Real-World Design
 
 
Appliance engineers can achieve more-realistic simulation thanks to a new software platform that offers Fluid-Structure Interaction (FSI) technology.

As engineers increasingly rely on simulation to create and tweak their designs, they are finding that their software investment is also growing. To help designers eliminate costly investments, Dassault Systèmes has created a new FSI capability that will work with existing software, providing more-realistic simulation while keeping costs to a minimum.

According to Dale Berry, director of technical marketing, the new SIMULIA platform allows customers to utilize the Finite-Element Analysis (FEA) and Computational Fluid Dynamics (CFD) tools they already have to solve their joint FSI problems. “Fluid-structure interaction and other multiphysics problems are of great interest to the practicing engineer in the medical and appliance fields,” Berry tells. “But the problem historically has been that solving FSI problems required companies to invest in new, expensive, and unproven niche software for solving these problems.

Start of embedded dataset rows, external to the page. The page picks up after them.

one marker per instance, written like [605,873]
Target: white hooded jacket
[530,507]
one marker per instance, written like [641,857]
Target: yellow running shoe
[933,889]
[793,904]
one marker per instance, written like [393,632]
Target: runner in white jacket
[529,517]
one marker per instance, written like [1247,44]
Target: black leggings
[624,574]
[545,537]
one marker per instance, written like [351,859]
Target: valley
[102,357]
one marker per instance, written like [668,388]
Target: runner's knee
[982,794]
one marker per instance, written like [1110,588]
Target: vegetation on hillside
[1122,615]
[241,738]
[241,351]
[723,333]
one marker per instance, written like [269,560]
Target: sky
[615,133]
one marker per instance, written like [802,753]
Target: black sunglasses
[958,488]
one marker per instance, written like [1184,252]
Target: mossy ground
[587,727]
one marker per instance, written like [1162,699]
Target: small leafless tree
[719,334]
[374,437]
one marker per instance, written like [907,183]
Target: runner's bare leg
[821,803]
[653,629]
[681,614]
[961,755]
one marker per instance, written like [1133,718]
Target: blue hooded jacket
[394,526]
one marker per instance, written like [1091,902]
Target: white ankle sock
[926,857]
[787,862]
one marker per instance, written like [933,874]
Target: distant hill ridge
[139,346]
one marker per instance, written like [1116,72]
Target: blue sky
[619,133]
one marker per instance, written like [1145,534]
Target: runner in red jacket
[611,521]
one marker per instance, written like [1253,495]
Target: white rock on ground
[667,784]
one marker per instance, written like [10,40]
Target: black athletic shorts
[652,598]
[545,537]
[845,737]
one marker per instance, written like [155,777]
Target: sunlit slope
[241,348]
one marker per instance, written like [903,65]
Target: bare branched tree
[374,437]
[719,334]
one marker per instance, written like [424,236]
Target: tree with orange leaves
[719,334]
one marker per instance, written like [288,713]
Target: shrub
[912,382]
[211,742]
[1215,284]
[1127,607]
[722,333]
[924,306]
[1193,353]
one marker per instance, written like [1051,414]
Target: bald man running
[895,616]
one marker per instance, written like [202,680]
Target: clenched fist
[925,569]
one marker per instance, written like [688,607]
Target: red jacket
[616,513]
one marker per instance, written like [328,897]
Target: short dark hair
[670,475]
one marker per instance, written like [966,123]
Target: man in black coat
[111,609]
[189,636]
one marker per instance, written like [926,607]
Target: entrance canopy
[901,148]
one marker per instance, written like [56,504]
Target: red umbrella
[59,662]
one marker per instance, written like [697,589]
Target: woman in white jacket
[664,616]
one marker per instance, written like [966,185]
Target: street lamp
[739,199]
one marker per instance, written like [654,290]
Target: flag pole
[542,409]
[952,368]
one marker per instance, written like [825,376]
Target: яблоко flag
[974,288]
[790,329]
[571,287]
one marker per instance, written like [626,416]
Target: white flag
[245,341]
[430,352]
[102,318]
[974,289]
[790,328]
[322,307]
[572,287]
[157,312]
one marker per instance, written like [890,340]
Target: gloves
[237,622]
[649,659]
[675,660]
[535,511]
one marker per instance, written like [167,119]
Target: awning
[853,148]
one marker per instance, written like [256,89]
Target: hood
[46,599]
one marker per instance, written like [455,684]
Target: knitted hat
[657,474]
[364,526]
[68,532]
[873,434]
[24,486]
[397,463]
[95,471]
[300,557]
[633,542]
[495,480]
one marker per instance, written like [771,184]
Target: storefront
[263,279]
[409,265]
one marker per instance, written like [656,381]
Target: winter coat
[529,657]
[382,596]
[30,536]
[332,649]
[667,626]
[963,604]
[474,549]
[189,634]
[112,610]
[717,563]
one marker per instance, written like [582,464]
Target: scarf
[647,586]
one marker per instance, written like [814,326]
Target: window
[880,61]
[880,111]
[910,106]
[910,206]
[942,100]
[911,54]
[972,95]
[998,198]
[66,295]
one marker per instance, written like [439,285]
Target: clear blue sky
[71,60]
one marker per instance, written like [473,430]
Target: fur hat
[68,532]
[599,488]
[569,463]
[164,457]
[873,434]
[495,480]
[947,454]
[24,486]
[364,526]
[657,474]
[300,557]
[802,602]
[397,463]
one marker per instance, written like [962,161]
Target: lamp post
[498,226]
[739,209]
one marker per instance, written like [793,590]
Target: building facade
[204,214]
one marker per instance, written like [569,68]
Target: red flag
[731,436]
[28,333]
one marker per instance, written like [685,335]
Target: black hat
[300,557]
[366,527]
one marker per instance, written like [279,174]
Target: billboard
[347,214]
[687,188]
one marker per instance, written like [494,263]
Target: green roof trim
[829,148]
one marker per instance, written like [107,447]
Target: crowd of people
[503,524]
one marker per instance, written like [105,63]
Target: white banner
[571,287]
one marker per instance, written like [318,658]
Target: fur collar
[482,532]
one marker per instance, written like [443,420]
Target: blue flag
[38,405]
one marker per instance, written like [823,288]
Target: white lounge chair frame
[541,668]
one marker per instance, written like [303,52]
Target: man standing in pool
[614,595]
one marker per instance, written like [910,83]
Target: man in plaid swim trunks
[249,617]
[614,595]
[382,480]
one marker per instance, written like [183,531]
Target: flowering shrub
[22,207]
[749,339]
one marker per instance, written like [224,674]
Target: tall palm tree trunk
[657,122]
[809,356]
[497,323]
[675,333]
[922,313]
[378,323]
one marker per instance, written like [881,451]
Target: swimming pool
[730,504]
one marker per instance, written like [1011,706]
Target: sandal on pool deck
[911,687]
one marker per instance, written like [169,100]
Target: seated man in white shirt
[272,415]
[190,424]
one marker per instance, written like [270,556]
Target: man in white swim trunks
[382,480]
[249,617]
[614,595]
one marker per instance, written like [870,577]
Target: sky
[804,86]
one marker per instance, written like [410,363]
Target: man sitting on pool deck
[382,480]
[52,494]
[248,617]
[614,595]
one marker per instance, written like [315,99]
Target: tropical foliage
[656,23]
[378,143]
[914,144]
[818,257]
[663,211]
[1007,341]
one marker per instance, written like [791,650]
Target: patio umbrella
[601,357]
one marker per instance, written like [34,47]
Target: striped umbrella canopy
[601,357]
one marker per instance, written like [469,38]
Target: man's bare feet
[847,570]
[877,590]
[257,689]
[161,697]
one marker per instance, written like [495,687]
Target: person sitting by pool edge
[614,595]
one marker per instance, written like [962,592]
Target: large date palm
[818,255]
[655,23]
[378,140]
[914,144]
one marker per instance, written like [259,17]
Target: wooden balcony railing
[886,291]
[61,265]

Pictured is part of a multiphysics simulation of the complex fluid-structure interactions that are typical in a wash cycle of a front-loaded washing machine








With the new platform, if a customer has, for example, already standardized on Abaqus software for FEA, and Star-CD (from CD-Adapco) for CFD, Berry says they can now solve FSI problems using both products. This technology advancement, he says, is due to two developments.

The first is the company’s development of commercial-grade products for code coupling. “We have also developed our own direct-coupling interface to allow us to hook certain partner products up directly to Abaqus,” he says. The interface will complement existing Abaqus multiphysics capabilities such as coupled structural-acoustic, piezoelectric-mechanical, and electrical-thermal simulation. The platform also supports third-party protocols, including the Mesh-based parallel Code Coupling Interface (MpCCI) from The Fraunhofer Institute for Algorithms and Scientific Computing (SCAI).

The second development Berry credits is industry acceptance that real-world FSI problems can be practically solved within a code-coupling framework. “Just a few years ago, it was generally thought that only special-purpose software solving both CFD and FEA at the same time would be able to solve complex real-life problems,” Berry explains. “This has been shown—in many cases—to be a misconception.”

According to Berry, engineers are only solving part of the problem by using FEA or CFD parts independently and can miss crucial insight into coupled behavior. “With FSI simulation, they can now understand and take advantage of this behavior to make their products better,” he explains. “And the simulations that allow such insight can now be done in a production setting using incumbent, well-known tools.”

Available in the fourth quarter of 2007 as part of Abaqus version 6.7-EF software, the FSI capability will allow customers to solve design problems where the focus is on the structural component as loaded by neighboring fluids. Applications for the software include medical devices and ink-jet printers, as well as “any home appliance that squirts, pumps, moves, drains, injects, or regulates fluids by moving structures,” says Berry.